Dalam konteks tersebut, Rektor menilai peran dosen menjadi semakin strategis. Mahasiswa yang inovatif, menurutnya, tidak lahir dari ruang pembelajaran yang pasif, melainkan dari ekosistem akademik yang memberikan kesempatan untuk bertanya, mencoba, melakukan kesalahan, mengevaluasi, dan kembali mencoba dengan pendekatan yang lebih baik.
“Dosen bukan hanya pengajar, tetapi juga mentor, fasilitator, inspirator, inisiator, dan penghubung antara ilmu pengetahuan dengan persoalan nyata di masyarakat dan dunia usaha,” jelasnya.
Karena itu, penguatan kapasitas dosen menjadi fondasi penting dalam proses transformasi pembelajaran. Dosen diharapkan mampu menghadirkan metode pembelajaran yang lebih kontekstual, kolaboratif, berbasis teknologi, serta memberikan pengalaman langsung kepada mahasiswa dalam mengembangkan dan menguji gagasan kewirausahaan.



Dosen Politeknik Negeri Jakarta, Nunung Martina, saat menyampaikan materi dan berdiskusi dengan para dosen kewirausahaan Unib tentang pembelajaran technopreneurship.(foto:hms1)
Ruang Berbagi Pengalaman dan Strategi
Setelah dibuka oleh Rektor, kegiatan dilanjutkan dengan pemaparan materi dan diskusi terbuka bersama Nunung Martina. Dosen Sosiologi FISIP Unib, Diyas Widiyarti, S.Sos, M.A, bertindak sebagai moderator yang menghidupkan dialog antara narasumber dan peserta.
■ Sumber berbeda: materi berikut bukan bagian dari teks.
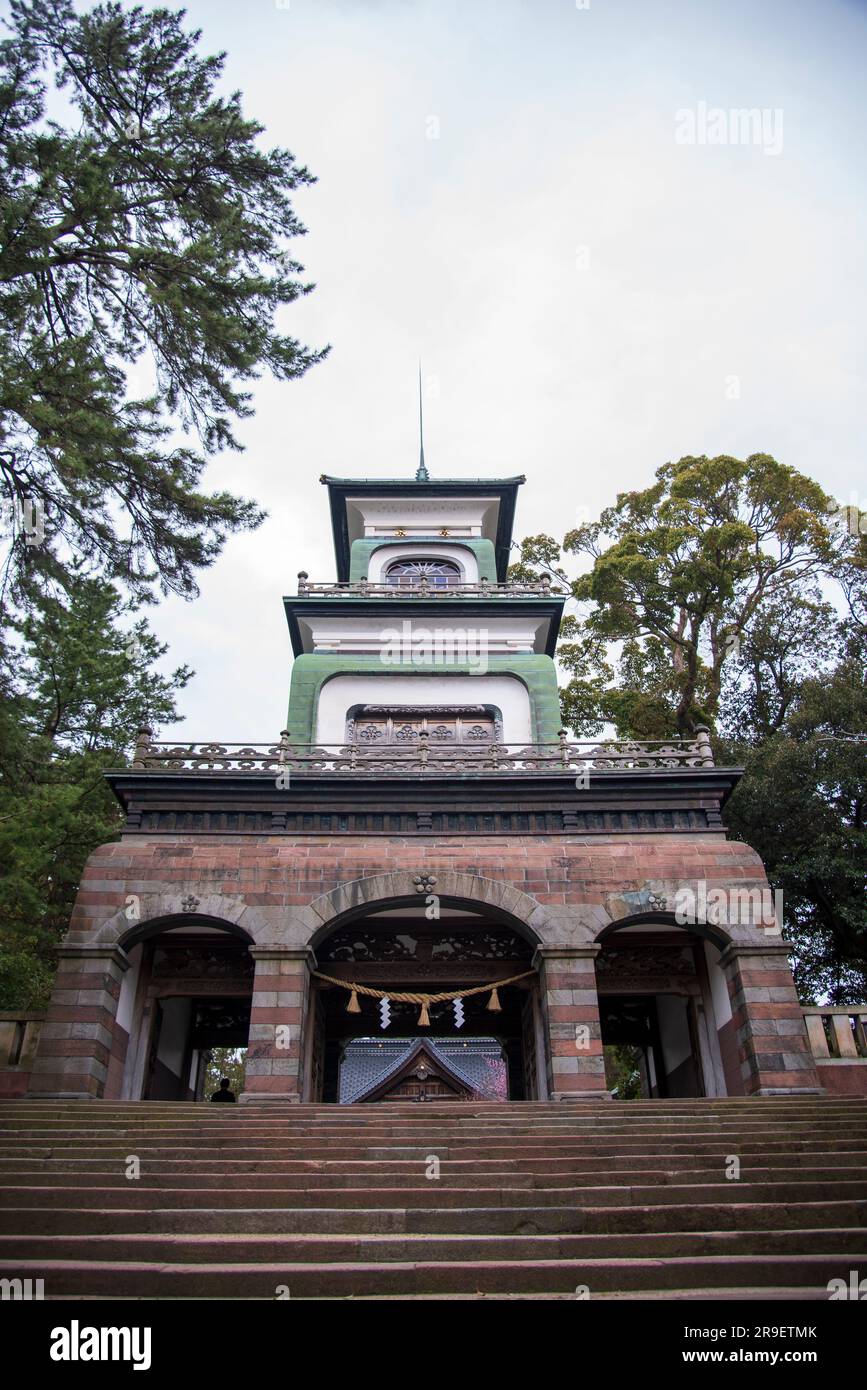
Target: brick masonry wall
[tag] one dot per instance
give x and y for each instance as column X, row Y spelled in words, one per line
column 284, row 891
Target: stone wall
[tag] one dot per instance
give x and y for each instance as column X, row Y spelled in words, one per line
column 285, row 893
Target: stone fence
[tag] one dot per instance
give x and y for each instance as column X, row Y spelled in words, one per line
column 18, row 1037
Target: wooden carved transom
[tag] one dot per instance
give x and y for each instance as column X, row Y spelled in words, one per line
column 489, row 944
column 202, row 962
column 643, row 965
column 442, row 723
column 439, row 574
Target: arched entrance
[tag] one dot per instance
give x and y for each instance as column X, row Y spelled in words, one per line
column 188, row 991
column 663, row 1009
column 405, row 947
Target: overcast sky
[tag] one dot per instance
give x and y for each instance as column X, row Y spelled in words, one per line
column 503, row 191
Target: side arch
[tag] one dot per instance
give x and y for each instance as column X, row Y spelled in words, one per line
column 707, row 930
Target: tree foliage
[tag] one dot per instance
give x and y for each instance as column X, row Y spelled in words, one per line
column 82, row 685
column 147, row 234
column 730, row 594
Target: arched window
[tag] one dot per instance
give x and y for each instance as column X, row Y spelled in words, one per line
column 441, row 574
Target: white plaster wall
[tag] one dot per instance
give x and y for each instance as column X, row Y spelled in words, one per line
column 674, row 1029
column 719, row 987
column 381, row 559
column 172, row 1033
column 128, row 988
column 339, row 694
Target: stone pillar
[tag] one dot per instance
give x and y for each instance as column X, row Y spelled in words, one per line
column 77, row 1036
column 774, row 1050
column 281, row 994
column 575, row 1065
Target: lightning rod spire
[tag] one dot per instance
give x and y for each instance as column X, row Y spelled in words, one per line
column 421, row 473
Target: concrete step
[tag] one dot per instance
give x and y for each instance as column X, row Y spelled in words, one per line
column 434, row 1194
column 461, row 1221
column 395, row 1164
column 531, row 1201
column 129, row 1279
column 268, row 1248
column 378, row 1175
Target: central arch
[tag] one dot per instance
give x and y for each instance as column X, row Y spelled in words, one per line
column 428, row 933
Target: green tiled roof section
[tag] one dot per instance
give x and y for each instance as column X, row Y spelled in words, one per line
column 313, row 669
column 361, row 551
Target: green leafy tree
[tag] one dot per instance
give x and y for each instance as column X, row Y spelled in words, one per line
column 81, row 690
column 150, row 232
column 680, row 571
column 712, row 605
column 225, row 1061
column 799, row 727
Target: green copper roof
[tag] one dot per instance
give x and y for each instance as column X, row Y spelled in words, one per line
column 341, row 488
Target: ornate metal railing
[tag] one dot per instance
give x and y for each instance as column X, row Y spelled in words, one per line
column 420, row 755
column 423, row 588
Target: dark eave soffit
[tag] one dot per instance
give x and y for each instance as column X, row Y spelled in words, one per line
column 452, row 612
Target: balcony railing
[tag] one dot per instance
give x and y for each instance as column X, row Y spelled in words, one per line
column 421, row 755
column 424, row 588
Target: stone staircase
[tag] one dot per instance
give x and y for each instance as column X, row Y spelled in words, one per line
column 532, row 1200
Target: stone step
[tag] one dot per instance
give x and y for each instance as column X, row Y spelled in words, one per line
column 268, row 1248
column 71, row 1221
column 432, row 1194
column 531, row 1201
column 378, row 1175
column 128, row 1279
column 250, row 1146
column 395, row 1164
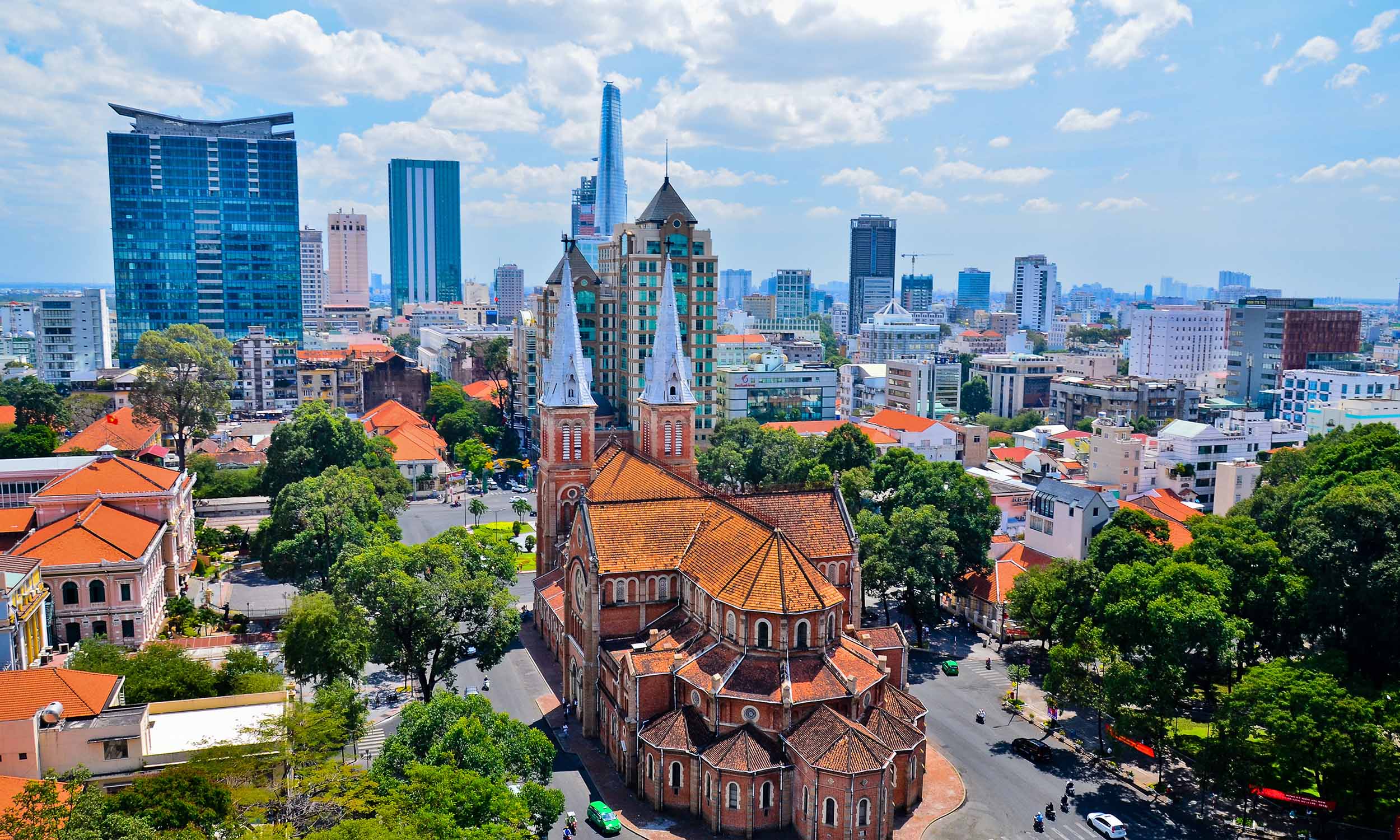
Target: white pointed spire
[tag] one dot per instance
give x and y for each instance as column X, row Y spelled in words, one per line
column 668, row 367
column 567, row 374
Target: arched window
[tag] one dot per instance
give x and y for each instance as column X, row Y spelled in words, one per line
column 760, row 633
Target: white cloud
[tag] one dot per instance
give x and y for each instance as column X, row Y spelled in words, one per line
column 1039, row 206
column 474, row 113
column 1348, row 76
column 1123, row 41
column 1116, row 205
column 1318, row 49
column 1373, row 37
column 1082, row 119
column 857, row 177
column 1348, row 170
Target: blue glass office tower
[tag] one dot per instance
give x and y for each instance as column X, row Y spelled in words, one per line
column 973, row 290
column 424, row 233
column 611, row 208
column 205, row 226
Dalam forum tersebut, peserta tidak hanya mendapatkan perspektif konseptual mengenai transformasi pembelajaran technopreneurship, tetapi juga memperoleh kesempatan untuk menggali pengalaman praktis narasumber dalam mengembangkan pendidikan kewirausahaan di lingkungan perguruan tinggi.
Diskusi berlangsung dinamis hingga sore hari. Para dosen aktif mengeksplorasi berbagai strategi, tantangan, dan peluang dalam membangun pembelajaran kewirausahaan yang mampu melahirkan mahasiswa dengan keberanian berinovasi serta kesiapan mengembangkan usaha berbasis teknologi.
Melalui kegiatan ini, LPMPP Unib berupaya memastikan bahwa transformasi pembelajaran tidak berhenti pada perubahan metode mengajar di ruang kelas. Lebih jauh, transformasi tersebut diarahkan untuk membangun ekosistem yang mampu menghubungkan pengetahuan, teknologi, kreativitas, kewirausahaan, dan kebutuhan masyarakat. [Purna Herawan | Humas].